J’aimerais partager ici une chose que j’ai remarquée. Je n’ai pas été étonné de découvrir que les membres de l’Imperial Academy n’avaient guère de respect pour la foi religieuse. Ce qui m’a surpris, c’était l’hostilité ouverte et le mépris intégral, sans aucune tentative de comprendre ce que nous croyons et pourquoi, et comment nous devons agir ou nous abstenir d’agir en fonction de notre foi.
Le thème de l’autre jour était l’avortement, et les membres exprimaient l’opinion que si vous ne vouliez pas pratiquer un avortement, vous deviez vous tenir à l’écart d’un domaine le nécessitant ; En d’autres mots, si vous ne voulez pas pratiquer d’avortement, abstenez-vous des professions médicales.

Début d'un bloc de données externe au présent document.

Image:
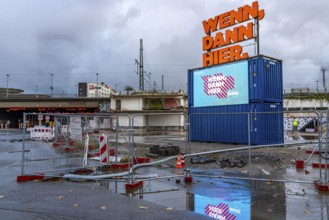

Catholiques romains, Irlandais ou autres du même acabit, ne posez pas votre candidature.
Pour mettre la touche finale à de tels arguments, quelqu’un a avancé ce qu’il croyait être l’atout maître : la carte « Témoin de Jéhovah ». « J’en conclus, a-t-il déclaré, que vous seriez d’accord pour recourir à un chirurgien ou à un hématologue qui serait Témoin de Jéhovah » ; bien évidemment, ce ne pourrait être le cas puisque les transfusions de sang sont une composante habituelle et incontournable du boulot. Et toc !
Ce n’est pas l’as d’atout. Tout au plus un roi qu’on étale fièrement sur la table avant de perdre le pli. Voici pourquoi.
Nous, catholiques, ne demandons pas aux Ecritures de nous dicter les modalités de la pratique médicale. Nous faisons appel à la nature même des choses et à la droite raison. Par définition la médecine est une remédiation. Si vous avez de la fièvre, la médecine redonne une température normale à votre corps. Si vous avez une infection, la médecine l’élimine et remet votre corps en bonne santé. Si vous avez un membre fracturé, la médecine l’immobilise pour qu’il puisse se ressouder. Si vous êtes vulnérable à une maladie facilement transmissible, la médecine renforce votre immunité. Si l’un de vos organes ne fonctionne pas convenablement, la médecine le soigne. Si le corps ne peut être sauvé que par l’ablation d’un organe ou d’un membre malade, la médecine le fait, tout comme le fait le corps lui-même dans ses réactions auto-immunes.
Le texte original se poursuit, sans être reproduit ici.